It’s a tough time to be a Democrat for education reform.
After eight years with one of the original DFER members, President Obama, in the White House, the well-financed organization is under siege from both the left and right.
On one side are fellow progressives critical of the expansion of charter schools and test-based school accountability — whose backlash was epitomized by the rejection of an initiative to expand charters in Massachusetts, which was backed by DFER’s chapter there. On the other side are Republicans who are most interested in pushing for public funding of private schools and are skeptical of testing and standards, including the Common Core. Add President Trump to that mix, whose support of charter schools may alienate Democrats otherwise open to supporting them.
With all that in mind, Chalkbeat sat down with DFER’s president Shavar Jeffries at the New Schools Venture Fund summit to ask, what now?

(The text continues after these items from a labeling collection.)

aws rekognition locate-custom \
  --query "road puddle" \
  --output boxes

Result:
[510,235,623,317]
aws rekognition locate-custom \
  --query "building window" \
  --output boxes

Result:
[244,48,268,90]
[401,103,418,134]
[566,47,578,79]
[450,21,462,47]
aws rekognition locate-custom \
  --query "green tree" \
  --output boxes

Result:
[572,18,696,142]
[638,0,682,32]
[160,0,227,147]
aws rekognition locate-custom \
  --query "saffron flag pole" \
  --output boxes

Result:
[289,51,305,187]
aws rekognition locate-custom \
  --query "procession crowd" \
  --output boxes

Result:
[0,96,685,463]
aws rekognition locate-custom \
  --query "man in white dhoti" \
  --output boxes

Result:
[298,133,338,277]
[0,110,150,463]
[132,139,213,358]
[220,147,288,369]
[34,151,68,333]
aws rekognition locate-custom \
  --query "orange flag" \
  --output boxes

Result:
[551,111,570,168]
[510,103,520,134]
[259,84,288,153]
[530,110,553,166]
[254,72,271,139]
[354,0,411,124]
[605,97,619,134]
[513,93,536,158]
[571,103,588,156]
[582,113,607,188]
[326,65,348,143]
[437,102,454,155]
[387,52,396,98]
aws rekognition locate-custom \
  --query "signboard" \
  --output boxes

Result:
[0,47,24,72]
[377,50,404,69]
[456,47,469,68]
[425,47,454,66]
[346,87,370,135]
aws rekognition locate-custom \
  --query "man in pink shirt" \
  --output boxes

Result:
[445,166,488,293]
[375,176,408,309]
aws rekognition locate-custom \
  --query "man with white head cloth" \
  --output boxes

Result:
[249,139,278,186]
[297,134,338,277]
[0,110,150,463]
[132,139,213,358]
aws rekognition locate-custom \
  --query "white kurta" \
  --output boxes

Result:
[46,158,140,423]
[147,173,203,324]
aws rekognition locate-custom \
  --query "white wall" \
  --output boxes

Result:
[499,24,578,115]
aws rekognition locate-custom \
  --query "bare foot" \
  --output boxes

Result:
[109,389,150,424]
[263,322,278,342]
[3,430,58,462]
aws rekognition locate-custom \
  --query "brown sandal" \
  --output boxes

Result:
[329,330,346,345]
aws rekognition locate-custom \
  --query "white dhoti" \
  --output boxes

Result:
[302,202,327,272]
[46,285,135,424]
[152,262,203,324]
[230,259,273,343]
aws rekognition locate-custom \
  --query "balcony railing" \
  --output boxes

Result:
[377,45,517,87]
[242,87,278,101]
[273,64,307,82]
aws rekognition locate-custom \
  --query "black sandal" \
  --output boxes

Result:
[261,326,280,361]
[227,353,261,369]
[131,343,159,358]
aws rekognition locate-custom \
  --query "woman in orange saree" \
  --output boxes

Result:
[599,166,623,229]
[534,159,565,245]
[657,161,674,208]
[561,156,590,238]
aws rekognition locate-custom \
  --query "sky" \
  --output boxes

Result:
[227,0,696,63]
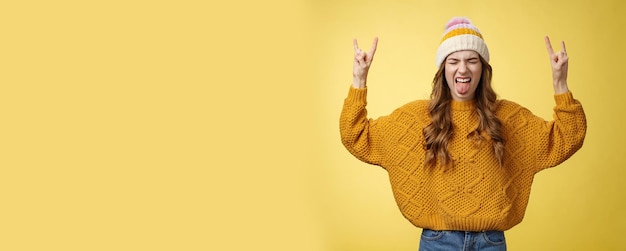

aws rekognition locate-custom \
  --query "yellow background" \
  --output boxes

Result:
[0,0,626,250]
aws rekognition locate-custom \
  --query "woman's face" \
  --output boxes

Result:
[445,50,483,101]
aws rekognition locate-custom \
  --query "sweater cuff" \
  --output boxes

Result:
[554,91,576,106]
[346,85,367,105]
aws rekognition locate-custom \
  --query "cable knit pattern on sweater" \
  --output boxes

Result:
[340,87,587,231]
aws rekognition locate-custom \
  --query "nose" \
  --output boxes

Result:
[458,62,467,73]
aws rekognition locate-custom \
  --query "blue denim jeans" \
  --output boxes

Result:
[419,229,506,251]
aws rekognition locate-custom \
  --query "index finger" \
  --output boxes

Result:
[370,37,378,56]
[545,36,554,55]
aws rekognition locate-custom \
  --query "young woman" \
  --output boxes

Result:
[340,18,587,250]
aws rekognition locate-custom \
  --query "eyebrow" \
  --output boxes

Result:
[446,57,478,61]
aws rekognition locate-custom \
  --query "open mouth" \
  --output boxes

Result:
[454,77,472,94]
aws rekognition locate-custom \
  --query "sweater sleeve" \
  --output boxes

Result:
[531,92,587,172]
[339,86,383,165]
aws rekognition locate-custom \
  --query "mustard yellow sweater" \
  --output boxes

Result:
[340,87,587,231]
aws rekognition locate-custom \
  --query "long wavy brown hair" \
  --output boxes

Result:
[423,57,505,166]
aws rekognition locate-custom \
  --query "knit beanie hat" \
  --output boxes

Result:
[436,17,489,67]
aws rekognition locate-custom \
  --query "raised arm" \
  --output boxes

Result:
[545,36,569,94]
[352,37,378,88]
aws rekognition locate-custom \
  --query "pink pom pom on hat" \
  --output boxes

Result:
[436,17,489,67]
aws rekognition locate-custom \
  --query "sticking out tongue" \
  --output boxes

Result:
[456,82,469,94]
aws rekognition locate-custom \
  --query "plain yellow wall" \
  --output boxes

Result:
[0,0,626,251]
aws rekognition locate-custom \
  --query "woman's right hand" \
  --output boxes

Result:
[352,37,378,88]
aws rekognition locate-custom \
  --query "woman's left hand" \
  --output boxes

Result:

Fighting Betsy DeVos and the Trump administration at large, he said, arguing that their policies are likely to harm students inside and outside of schools. He also defended charter schools as effective options for kids, saying they have to comply “with the same civil rights law, the same accountability standard, [and] have to be transparent in terms of their finances.” (This point, it’s worth noting, isn’t true in many cases, and remains a point of significant controversy.)
Jeffries also discussed school integration (he’s for it but said it’s not politically viable); school vouchers (he’s skeptical but unwilling to dismiss them out of hand); and the political divide in education reform.
The interview has been lightly edited for clarity and length.
Chalkbeat: How do you think it’s gone with Secretary DeVos so far?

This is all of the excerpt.